The best way to think of rel=up is to look at your breadcrumb navigation (or at least imagine it). Your home page is probably the first page in your breadcrumbs, and the current page is at the tail end. rel=up points to the next-to-the-last page in the breadcrumbs.
rel=nofollow "indicates that the link is not endorsed by the original author or publisher of the page, or that the link to the referenced document was included primarily because of a commercial relationship between people affiliated with the two pages." It was invented by Google and standardized within the microformats community. The thinking was that if "nofollow" links did not pass on PageRank, spammers would give up trying to post spam comments on weblogs. That didn't happen, but rel=nofollow persists. Many popular blogging systems default to adding rel=nofollow to links added by commenters.

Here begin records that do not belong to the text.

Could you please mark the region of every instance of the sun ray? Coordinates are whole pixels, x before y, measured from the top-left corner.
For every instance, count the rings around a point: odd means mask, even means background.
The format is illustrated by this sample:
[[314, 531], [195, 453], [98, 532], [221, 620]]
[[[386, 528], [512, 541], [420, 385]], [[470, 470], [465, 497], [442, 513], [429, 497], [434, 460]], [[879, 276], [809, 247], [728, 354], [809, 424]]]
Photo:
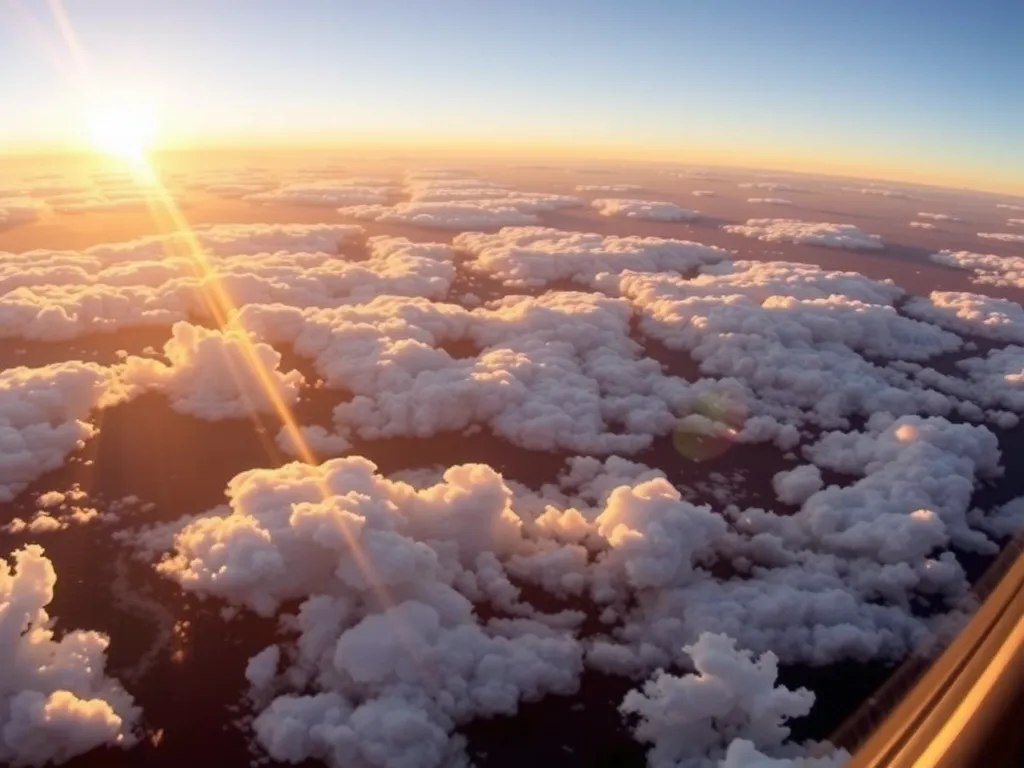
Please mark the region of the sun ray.
[[[61, 37], [68, 46], [69, 52], [76, 65], [82, 70], [80, 76], [82, 81], [89, 83], [94, 90], [94, 84], [89, 77], [85, 52], [82, 49], [70, 19], [67, 17], [60, 0], [50, 0], [50, 9], [54, 17]], [[88, 96], [89, 94], [86, 94]], [[120, 111], [118, 111], [120, 109]], [[168, 256], [185, 256], [195, 266], [197, 272], [202, 276], [200, 290], [203, 293], [210, 314], [217, 326], [229, 333], [237, 334], [241, 343], [242, 356], [247, 365], [256, 377], [260, 387], [265, 391], [268, 401], [282, 427], [291, 440], [292, 446], [298, 457], [310, 465], [318, 465], [317, 458], [312, 447], [302, 433], [302, 429], [291, 407], [282, 396], [276, 386], [273, 371], [269, 370], [256, 351], [256, 345], [248, 329], [246, 329], [238, 318], [238, 307], [235, 305], [227, 289], [220, 280], [220, 275], [210, 261], [205, 248], [196, 235], [188, 219], [182, 213], [181, 207], [170, 190], [164, 185], [157, 168], [147, 157], [149, 135], [146, 133], [147, 124], [140, 117], [144, 112], [138, 108], [128, 109], [127, 107], [115, 108], [112, 111], [100, 110], [96, 113], [100, 116], [94, 128], [98, 128], [98, 139], [96, 144], [99, 148], [109, 151], [123, 160], [129, 162], [136, 181], [146, 185], [150, 194], [147, 196], [153, 213], [158, 211], [163, 216], [154, 215], [155, 221], [165, 219], [169, 226], [163, 243]], [[151, 129], [151, 126], [150, 126]], [[241, 388], [240, 388], [241, 389]], [[317, 490], [321, 498], [328, 499], [334, 495], [334, 491], [328, 487], [322, 477], [316, 477]], [[348, 543], [349, 550], [356, 561], [357, 567], [366, 575], [367, 581], [372, 585], [373, 592], [385, 609], [395, 605], [388, 589], [381, 582], [381, 579], [374, 571], [372, 563], [363, 552], [358, 539], [347, 528], [342, 529], [342, 534]], [[398, 629], [407, 635], [404, 627]], [[409, 649], [414, 652], [416, 644], [411, 642], [411, 637], [405, 638]]]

r1950 extends rel=noreferrer to also blow away the 'opener' when used with target=_blank
New in HTML 5
rel=pingback specifies the address of a "pingback" server. As explained in the Pingback specification, "The pingback system is a way for a blog to be automatically notified when other Web sites link to it. ... It enables reverse linking -- a way of going back up a chain of links rather than merely drilling down."
Blogging systems, notably WordPress, implement the pingback mechanism to notify authors that you have linked to them when creating a new blog post.
rel=prefetch "indicates that preemptively fetching and caching the specified resource is likely to be beneficial, as it is highly likely that the user will require this resource." Search engines sometimes add <link rel=prefetch href="URL of top search result"> to the search results page if they feel that the top result is wildly more popular than any other. For example: using Firefox, search Google for CNN; view source; search for the keyword "prefetch".
Mozilla Firefox is the only current browser that supports rel=prefetch.
rel=search "indicates that the referenced document provides an interface specifically for searching the document and its related resources." Specifically, if you want rel=search to do anything useful, it should point to an OpenSearch document that describes how a browser could construct a URL to search the current site for a given keyword.
OpenSearch (and rel=search links that point to OpenSearch description documents) is supported in Microsoft Internet Explorer since version 7 and Mozilla Firefox since version 2.
r484 adds a note about OpenSearch documents in particular
New in HTML 5
rel=sidebar "indicates that the referenced document, if retrieved, is intended to be shown in a secondary browsing context (if possible), instead of in the current browsing context." What does that mean? In Opera and Mozilla Firefox, it means "when I click this link, prompt the user to create a bookmark that, when selected from the Bookmarks menu, opens the linked document in a browser sidebar." (Opera actually calls it the "panel" instead of the "sidebar.")
Internet Explorer, Safari, and Chrome ignore rel=sidebar and just treat it as a regular link. [rel=sidebar test case]
r668 revamps the definition based on the concept of a "secondary browsing context."
New in HTML 5
rel=tag "indicates that the tag that the referenced document represents applies to the current document." Marking up "tags" (category keywords) with the rel attribute was invented by Technorati to help them categorize blog posts. Early blogs and tutorials thus referred to them as "Technorati tags." (You read that right: a commercial company convinced the entire world to add metadata that made the company's job easier. Nice work if you can get it!) The syntax was later standardized within the microformats community, where it was simply called "rel=tag".
Most blogging systems that allow associating categories, keywords, or tags with individual posts will mark them up with rel=tag links. Browsers do not do anything special with them, but they're really designed for search engines to use as a signal of what the page is about.